Ce vendredi dans la Halle aux grains de Toulouse, on peut se dire que si Mendelssohn avait entendu Maxim Emelyanychev créer sa Symphonie « Réformation », il l’aurait peut-être davantage aimée. L'œuvre connut une genèse chaotique : pas prête pour le jour des 300 ans de la Confession d’Augsbourg, la partition fut refusée à Paris, jouée du bout des doigts à Berlin, puis abandonnée. De l’histoire d’une mort, on passe ce soir à l’histoire d’une résurrection.

Les séquences introductives posent un cadre clair, sage, mais tout change quand apparaît le fameux « Amen de Dresde », aujourd'hui associé au leitmotiv du Graal dans le Parsifal de Wagner alors qu'il était couramment chanté en Saxe au début du XIXe siècle… Quel décalage dans la perception ! Et quelle douceur dans le jeu de l’Orchestre du Capitole ! On fredonne et on monte tout de suite au ciel. Le développement qui suit nous ramène sur terre : dans l’énergie qu’il soulève, Emelyanychev trouve une symbiose, évite l’éparpillement.
Alors qu’il aurait pu lancer l’« Allegro vivace » qui suit comme une chasse à courre en scandant les valeurs pointées, Emelyanychev impose un geste large du bras, unifie une fois de plus, surfant sur cet équilibre tout en vitalité et grande ligne. Paradoxalement, il est davantage présent dans l’« Andante », arrachant à l’orchestre tout le suc de sa musicalité pour rendre vibrante la phrase lyrique assez simple de Mendelssohn. Et quand enfin résonne le choral luthérien « C’est un puissant rempart que notre Dieu », il libère le son : les accents verticaux triomphants sonnent pleinement, s’enchaînent à des fugatos jouissifs, puis l’hymne revient et la fin en apothéose nous convainc.
Juste avant, dans le concert, c’était une autre histoire. Qu'aurait pensé Mendelssohn du 23e Concerto pour piano de Mozart par Emelyanychev ? Le parti pris du musicien russe est de nous convier à une petite soirée entre amis, détendu, les jambes régulièrement croisées – ne manque qu’un cognac sur le Steinway. Entouré d’un ONCT en effectif resserré, le pianiste dirige du piano et joue tout le temps. Soit sa partie, soit une réduction de l’orchestre, soit la doublure d’une ligne instrumentale, soit une véritable improvisation au-dessus de l'orchestre.
Une main gauche émerge de temps en temps pour donner une battue. Parfois, cela fonctionne : sa partie émerge comme une suite naturelle de ce qui précède et l’on est embarqué. Parfois, notamment dans l’« Adagio », c’est étouffant. On rêve d’une alternance, d'une respiration, d’une pureté, quand on n’a qu’une continuité ininterrompue et quelques afféteries. Certes, l’idée est intéressante, l’invention est permanente, le jeu est magnifique – quel pianiste ! – mais in fine, on réalise que le pianiste s’est appuyé, presque reposé, sur l'orchestre qui a tout assuré, toujours donné le sens.
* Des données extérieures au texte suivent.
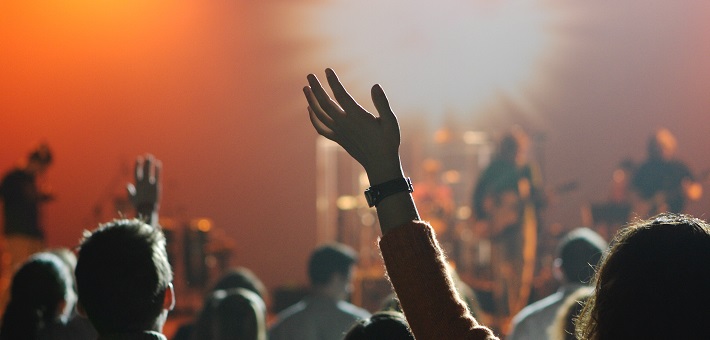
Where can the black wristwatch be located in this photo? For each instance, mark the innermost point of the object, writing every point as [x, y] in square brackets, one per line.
[376, 193]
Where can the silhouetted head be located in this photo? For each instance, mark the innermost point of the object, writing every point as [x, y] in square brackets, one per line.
[40, 294]
[124, 278]
[562, 328]
[578, 253]
[514, 146]
[662, 145]
[387, 325]
[653, 283]
[39, 159]
[233, 314]
[329, 262]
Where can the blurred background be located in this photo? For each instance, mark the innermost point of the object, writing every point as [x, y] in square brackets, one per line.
[213, 89]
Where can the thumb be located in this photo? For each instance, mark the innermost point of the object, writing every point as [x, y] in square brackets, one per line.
[383, 106]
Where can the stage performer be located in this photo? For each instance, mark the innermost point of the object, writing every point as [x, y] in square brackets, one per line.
[22, 200]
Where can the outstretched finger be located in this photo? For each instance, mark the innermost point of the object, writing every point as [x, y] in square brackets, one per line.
[324, 101]
[319, 126]
[317, 110]
[345, 100]
[383, 106]
[157, 169]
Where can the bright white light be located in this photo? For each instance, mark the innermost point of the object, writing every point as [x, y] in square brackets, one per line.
[433, 56]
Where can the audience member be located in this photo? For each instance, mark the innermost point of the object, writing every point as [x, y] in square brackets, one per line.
[41, 299]
[381, 326]
[78, 327]
[577, 255]
[653, 283]
[123, 275]
[563, 326]
[233, 314]
[413, 258]
[324, 313]
[239, 277]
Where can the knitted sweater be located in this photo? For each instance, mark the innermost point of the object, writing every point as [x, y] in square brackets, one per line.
[416, 268]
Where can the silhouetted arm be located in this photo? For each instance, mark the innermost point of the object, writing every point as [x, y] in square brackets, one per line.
[145, 194]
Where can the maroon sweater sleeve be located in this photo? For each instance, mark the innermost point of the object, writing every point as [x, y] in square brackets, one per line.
[416, 268]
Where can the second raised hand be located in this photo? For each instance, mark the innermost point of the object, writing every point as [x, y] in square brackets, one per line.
[372, 141]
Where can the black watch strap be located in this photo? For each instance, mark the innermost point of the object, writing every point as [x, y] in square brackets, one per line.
[376, 193]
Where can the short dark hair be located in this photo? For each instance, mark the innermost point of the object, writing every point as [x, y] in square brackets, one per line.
[330, 259]
[122, 276]
[580, 251]
[653, 283]
[38, 288]
[236, 313]
[384, 325]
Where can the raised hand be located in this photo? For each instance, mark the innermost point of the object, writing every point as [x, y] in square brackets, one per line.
[145, 193]
[372, 141]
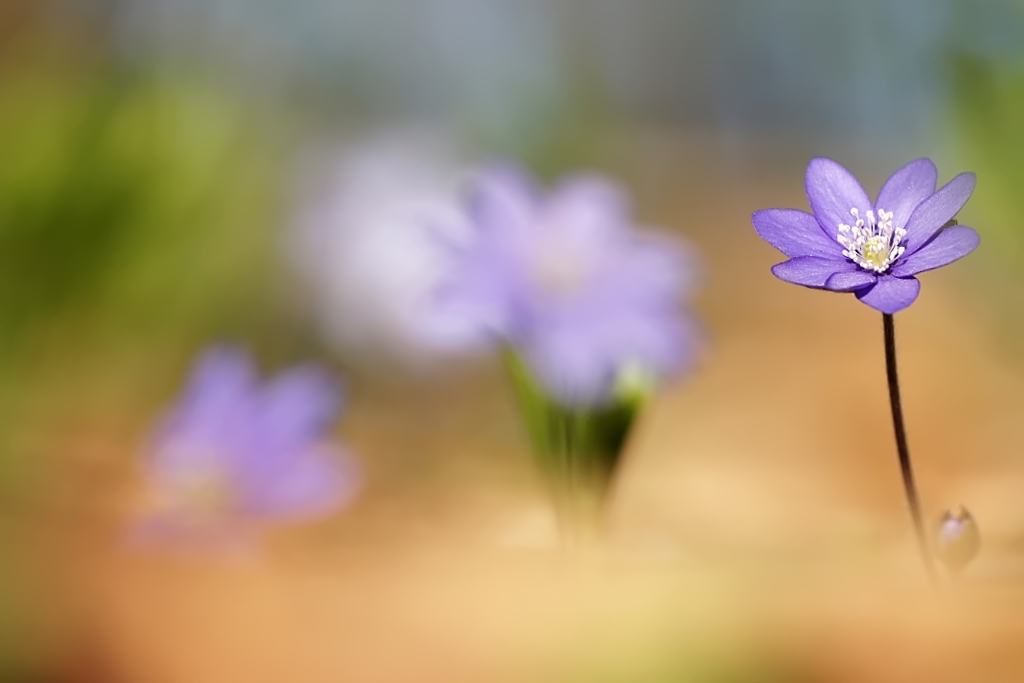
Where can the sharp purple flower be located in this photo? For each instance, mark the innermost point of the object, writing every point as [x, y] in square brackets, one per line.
[563, 279]
[873, 250]
[236, 454]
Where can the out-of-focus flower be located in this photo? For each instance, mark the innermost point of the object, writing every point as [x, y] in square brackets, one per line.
[873, 250]
[564, 281]
[958, 539]
[235, 455]
[363, 244]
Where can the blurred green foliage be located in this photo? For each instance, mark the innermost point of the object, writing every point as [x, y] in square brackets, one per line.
[138, 221]
[137, 218]
[986, 101]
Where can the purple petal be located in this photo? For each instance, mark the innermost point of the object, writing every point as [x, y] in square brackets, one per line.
[833, 191]
[890, 294]
[936, 211]
[906, 188]
[949, 245]
[848, 282]
[503, 198]
[295, 409]
[810, 270]
[313, 484]
[795, 233]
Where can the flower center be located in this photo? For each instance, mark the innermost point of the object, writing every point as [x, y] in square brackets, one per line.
[559, 272]
[871, 243]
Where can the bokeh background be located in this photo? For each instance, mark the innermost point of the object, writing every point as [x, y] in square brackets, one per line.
[176, 172]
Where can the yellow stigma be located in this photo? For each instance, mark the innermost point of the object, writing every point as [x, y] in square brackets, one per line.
[876, 252]
[871, 242]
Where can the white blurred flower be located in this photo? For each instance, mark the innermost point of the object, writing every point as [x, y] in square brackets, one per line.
[365, 243]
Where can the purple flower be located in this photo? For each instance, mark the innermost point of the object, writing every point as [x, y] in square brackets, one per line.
[565, 282]
[233, 454]
[873, 250]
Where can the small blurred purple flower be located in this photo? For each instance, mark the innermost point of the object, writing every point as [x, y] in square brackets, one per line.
[564, 281]
[873, 250]
[233, 456]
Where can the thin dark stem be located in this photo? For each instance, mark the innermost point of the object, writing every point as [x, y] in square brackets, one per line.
[901, 447]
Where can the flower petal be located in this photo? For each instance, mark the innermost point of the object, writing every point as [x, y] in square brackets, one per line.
[833, 191]
[503, 198]
[936, 211]
[890, 294]
[810, 270]
[948, 246]
[313, 484]
[795, 233]
[848, 282]
[906, 188]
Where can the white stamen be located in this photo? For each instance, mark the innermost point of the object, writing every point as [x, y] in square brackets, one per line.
[872, 244]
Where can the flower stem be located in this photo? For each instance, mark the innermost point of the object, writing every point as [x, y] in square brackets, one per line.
[901, 447]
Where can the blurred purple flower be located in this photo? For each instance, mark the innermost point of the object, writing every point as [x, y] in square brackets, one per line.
[358, 243]
[873, 250]
[565, 282]
[235, 455]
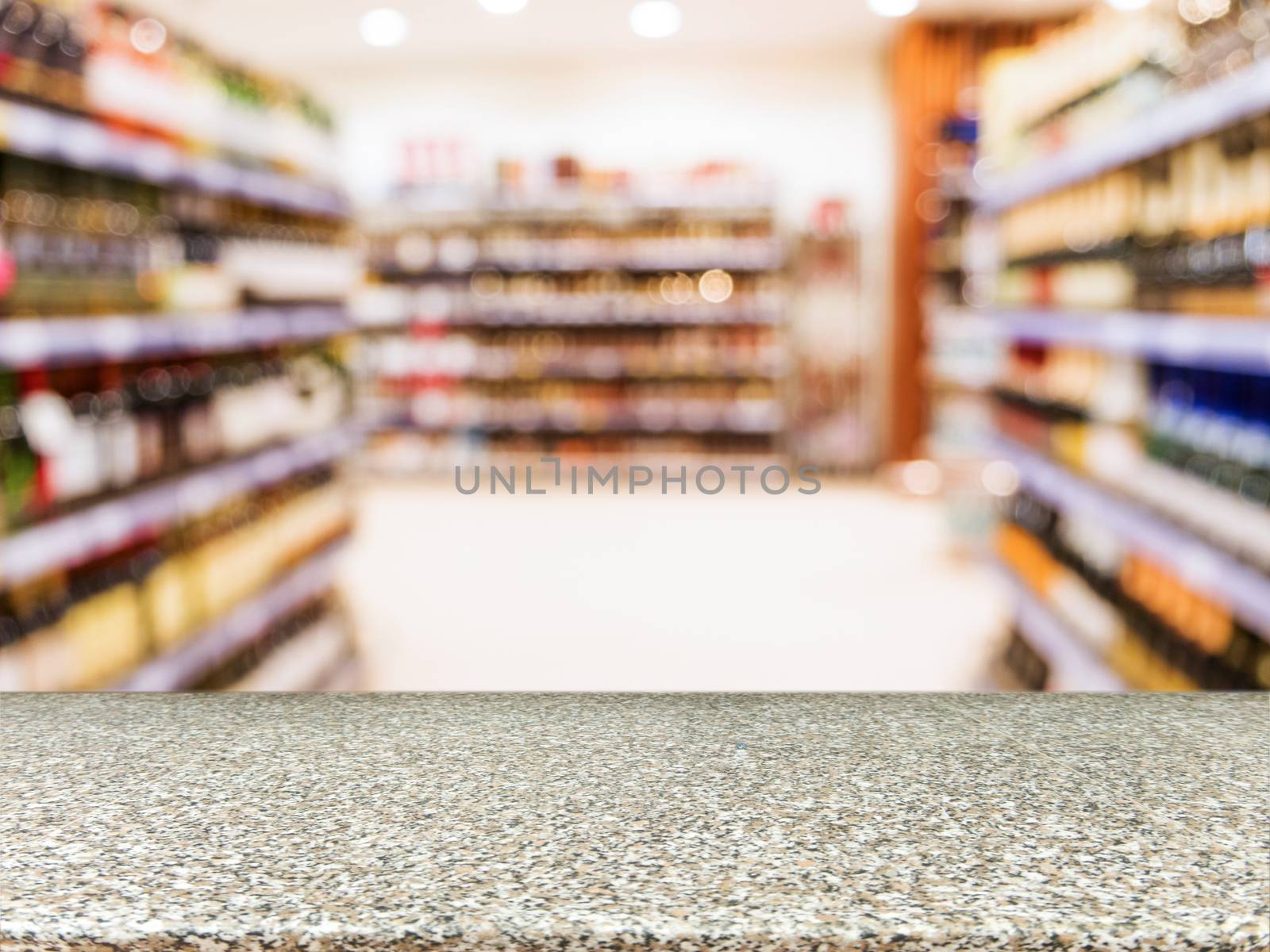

Heureusement, le concert avait magnifiquement débuté avec la création française de la Suite tirée de l’opéra Figaro Gets a Divorce d’Elena Langer, qu'Emelyanychev avait lui-même créée en 2020. Dans cette reprise contemporaine des Noces de Figaro de Mozart, on trouve un major révolutionnaire, le couple Almaviva qui avance et protège, le couple Chérubin-Suzanne qui se déchire. L’histoire est donc cul par-dessus tête.
Et la musique ? Elle captive de bout en bout, par ses changements d’atmosphère radicaux, ses explosions grimaçantes, son état de surprise permanente. Le riche banc des percussionnistes est sur-occupé, alternativement délicat et fondu dans la masse de l’orchestre, soutenant une dynamique ou totalement explosif. Aucun véritable solo dans les bois, les cuivres ou les cordes, mais ici et là un trait de trompette, de contrebasse, d’accordéon, de clarinette, quelques effets de masse aussi, captivent l’ouïe. Là encore, l’ONCT est impressionnant de maîtrise.